Asian stocks posted their first back-to-back annual declines since 2002, underperforming benchmarks in Europe and the U.S. amid decelerating Chinese growth and the rout in commodities.
The MSCI Asia Pacific Index has fallen 4.3 percent this year, compared with a 0.2 percent advance for the Standard & Poor’s 500 Index and a 7 percent increase for the Stoxx Europe 600 Index. The gauge was little changed in light trading on the final day of the year, rising 0.1 percent to 131.94 as of 12:48 p.m. in London, as energy shares followed a decline in crude oil.
“This year has been a very volatile and difficult year as the markets were assaulted by volatility from different asset classes,” Kelvin Tay, regional chief investment officer at UBS’s wealth management business in Singapore, said by e-mail. “The sharp selloff in the commodities market badly affected the Asian currency markets, especially Southeast Asian currencies and equities. China’s economy will have a soft landing in 2016.”
After outperforming global shares in the first six months of the year, with the benchmark regional index touching the highest level since 2008, Asian equities slid in the second half on China’s surprise yuan devaluation and investor concern about the Federal Reserve’s interest-rate outlook. Policy makers raised U.S. rates this month for the first time in almost a decade and signaled gradual tightening in 2016.
Energy and raw-material producers led declines on the MSCI Asia Pacific Index in 2015, dropping at least 15 percent, as sentiment has turned negative after a decade-long bull market that was driven by China’s hunger for crops, metals and fuel. Producers rushed to meet that demand, resulting in expanded supplies that are now causing gluts as the world’s second-largest economy grapples with the weakest growth in a generation.
Downgrade to Junk
Noble Group Ltd. led losses on the regional gauge, dropping almost two-thirds of its value. Asia’s top commodity trader plunged following attacks on its finances by critics including the anonymous Iceberg Research and short-seller Muddy Waters LLC that culminated in Moody’s Investors Service downgrading its credit rating to junk this week. Macau casinos MGM China Holdings Ltd. and Wynn Macau Ltd. tumbled more than 50 percent each as China’s anti-corruption drive dragged gaming revenue in the former Portuguese enclave.
China’s gross domestic product will slow from an estimated 6.9 percent growth rate this year to 6.5 percent next year, according to a Bloomberg survey. The nation’s manufacturing sector probably contracted for a fifth straight month in December, according to the median forecast of analysts in a separate Bloomberg survey. The official purchasing managers index is due to be released by the National Bureau of Statistics on Jan. 1.

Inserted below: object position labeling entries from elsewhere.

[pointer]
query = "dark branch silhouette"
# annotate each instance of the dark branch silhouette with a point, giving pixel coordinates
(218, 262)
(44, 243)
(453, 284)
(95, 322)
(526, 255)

The Shanghai Composite Index slipped 0.9 percent on Thursday, finishing with an advance of 9.4 percent for the year. That contrasts with a 19 percent slump for the Hang Seng China Enterprises in Hong Kong. The gauges diverged this year for the first time in a decade after the government intervened to support shares in Shanghai and Shenzhen and foreign investors turned bearish on the nation’s earnings prospects.
Markets in Japan, Indonesia, Korea, Philippines and Thailand were closed for holidays Thursday while those in Australia, New Zealand, Hong Kong and Singapore had shortened trading.
Australia’s S&P/ASX 200 Index fell 0.5 percent on Thursday. The gauge slipped 2.1 percent this year, with BHP Billiton Ltd., the world’s biggest mining company and the nation’s top oil producer, as the biggest drag.
Singapore and Hong Kong are Asia’s worst performing developed markets in 2015, with the Straits Times Index slumping 14 percent and the Hang Seng Index sinking 7.2 percent. Taiwan’s Taiex index declined 10 percent. New Zealand’s S&P/NZX 50 Index climbed 14 percent.
E-mini futures on the S&P 500 Index were little changed on Thursday. The U.S. equity benchmark slipped on Wednesday as energy companies dropped and a slide in Apple Inc. weighed on technology shares. Crude oil in New York fell 3.4 percent yesterday, poised for its biggest two-year drop on record.